If there’s anything that our inability to tackle climate change has taught us, it’s that we are exceptionally good at ignoring — or straight up denying — problems that lie in our future, especially when they affect generations other than our own.
So I hate to say it, but we’ve got another one coming: The human population is aging, and our cities aren’t ready for it. Here’s the scoop from the Washington Post:
By 2030, more than 1 billion people (one in eight) will be aged 65 or older, and by 2050, nearly two-thirds of the world’s population will live in urban areas. What’s needed between now and then, according to a new report from McGraw Hill Financial Global Institute, is new thinking about how to create “age-friendly cities.”
The report highlights four ways in which we can help gram and gramps rock the city life: build transportation systems and infrastructure that they can use, offer housing designed to let them “age in place,” make sure they have access to community health centers, and create opportunities for them to keep working, learning, and being active, if they so choose.
So basically: Don’t make old people live out their days in sad, quiet solitude. Really, it’s the least you could do — you know, right after calling your grandmother. Would it really kill you pick up the phone every once in a while?
New York and Sausalito, Calif., are already on the right track, according to the report. New York, for example, redesigned some of its intersections to better accommodate elderly pedestrians — again, because making sure that old people don’t get hit by cars is the least we could do. Sausalito, meanwhile, upped its elderly game with a free car service for people 60 and older called Call a Ride Sausalito Seniors.

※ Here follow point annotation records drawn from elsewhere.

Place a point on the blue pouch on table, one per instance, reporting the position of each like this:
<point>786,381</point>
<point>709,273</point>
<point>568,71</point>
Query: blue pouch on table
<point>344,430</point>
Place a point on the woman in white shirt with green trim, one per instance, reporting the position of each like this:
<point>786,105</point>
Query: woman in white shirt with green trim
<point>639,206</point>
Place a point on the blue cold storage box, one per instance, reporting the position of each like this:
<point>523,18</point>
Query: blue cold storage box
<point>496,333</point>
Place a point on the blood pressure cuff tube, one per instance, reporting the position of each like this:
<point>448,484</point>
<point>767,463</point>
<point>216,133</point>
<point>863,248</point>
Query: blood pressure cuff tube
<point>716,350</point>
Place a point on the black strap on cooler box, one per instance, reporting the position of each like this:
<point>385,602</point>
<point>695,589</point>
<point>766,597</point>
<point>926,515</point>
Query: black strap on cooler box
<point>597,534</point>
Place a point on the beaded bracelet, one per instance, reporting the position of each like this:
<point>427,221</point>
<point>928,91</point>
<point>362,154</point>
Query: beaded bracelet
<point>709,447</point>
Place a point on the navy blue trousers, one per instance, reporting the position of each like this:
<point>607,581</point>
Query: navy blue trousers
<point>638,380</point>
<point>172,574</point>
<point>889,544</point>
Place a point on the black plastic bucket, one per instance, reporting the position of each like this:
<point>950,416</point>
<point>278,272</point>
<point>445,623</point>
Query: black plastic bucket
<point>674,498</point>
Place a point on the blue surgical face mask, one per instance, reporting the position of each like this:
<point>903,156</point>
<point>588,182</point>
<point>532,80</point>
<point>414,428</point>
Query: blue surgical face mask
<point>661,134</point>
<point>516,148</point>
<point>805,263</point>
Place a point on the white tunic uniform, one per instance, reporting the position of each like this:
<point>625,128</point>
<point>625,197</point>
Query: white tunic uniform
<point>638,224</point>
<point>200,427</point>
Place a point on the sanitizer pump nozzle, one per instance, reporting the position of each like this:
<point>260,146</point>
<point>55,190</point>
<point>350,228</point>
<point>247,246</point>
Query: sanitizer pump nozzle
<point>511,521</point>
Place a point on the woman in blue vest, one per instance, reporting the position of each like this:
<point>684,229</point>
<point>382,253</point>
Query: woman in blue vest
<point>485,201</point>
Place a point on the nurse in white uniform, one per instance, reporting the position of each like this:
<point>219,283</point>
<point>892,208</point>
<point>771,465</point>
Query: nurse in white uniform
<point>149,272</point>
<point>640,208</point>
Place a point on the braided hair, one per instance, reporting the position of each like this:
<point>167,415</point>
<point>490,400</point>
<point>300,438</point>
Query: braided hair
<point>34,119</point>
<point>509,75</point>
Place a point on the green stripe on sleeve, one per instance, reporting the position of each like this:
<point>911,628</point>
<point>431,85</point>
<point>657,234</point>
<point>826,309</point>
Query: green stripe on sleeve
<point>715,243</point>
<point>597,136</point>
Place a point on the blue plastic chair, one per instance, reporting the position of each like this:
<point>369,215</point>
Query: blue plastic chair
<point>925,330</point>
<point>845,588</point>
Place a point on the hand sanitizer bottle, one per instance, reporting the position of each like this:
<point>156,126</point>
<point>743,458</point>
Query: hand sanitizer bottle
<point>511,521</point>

In general, though, most of the movement toward age-friendly cities is happening overseas:
That’s largely because there is greater awareness about an aging population in Europe and Asia. According to a survey commissioned by MHFI examining the attitudes and concerns of people around the issues of urbanization and aging, 94 percent of the population in China and 89 percent of the population in Brazil are aware of the pending demographic shift. In comparison, only 49 percent of Americans are aware of the issue.
Newcastle, England; Canberra, Australia; Basque Country, Spain; and La Plata, Argentina, are among the cities highlighted in the report for being ahead of the pack. And the Italian city of Bolzano seems to be really on top of things with its “Living Safe” program — a collaboration with IBM. The initiative, which the Washington Post calls “Big Data for seniors” relies on sensor data to figure out ways to make the city more senior-friendly. The video below has more details.
So it looks like we have some catching up to do here in the states. Fortunately, unlike climate change — which, if you’re an affluent resident of a developed country, you can pretty much ignore with a big “F you” to future generations — aging is something that we all face. So even if you don’t respect your elders, think of yourself. And then, think of yourself trying to get to the supermarket when you’re too old to drive. Sucks, doesn’t it?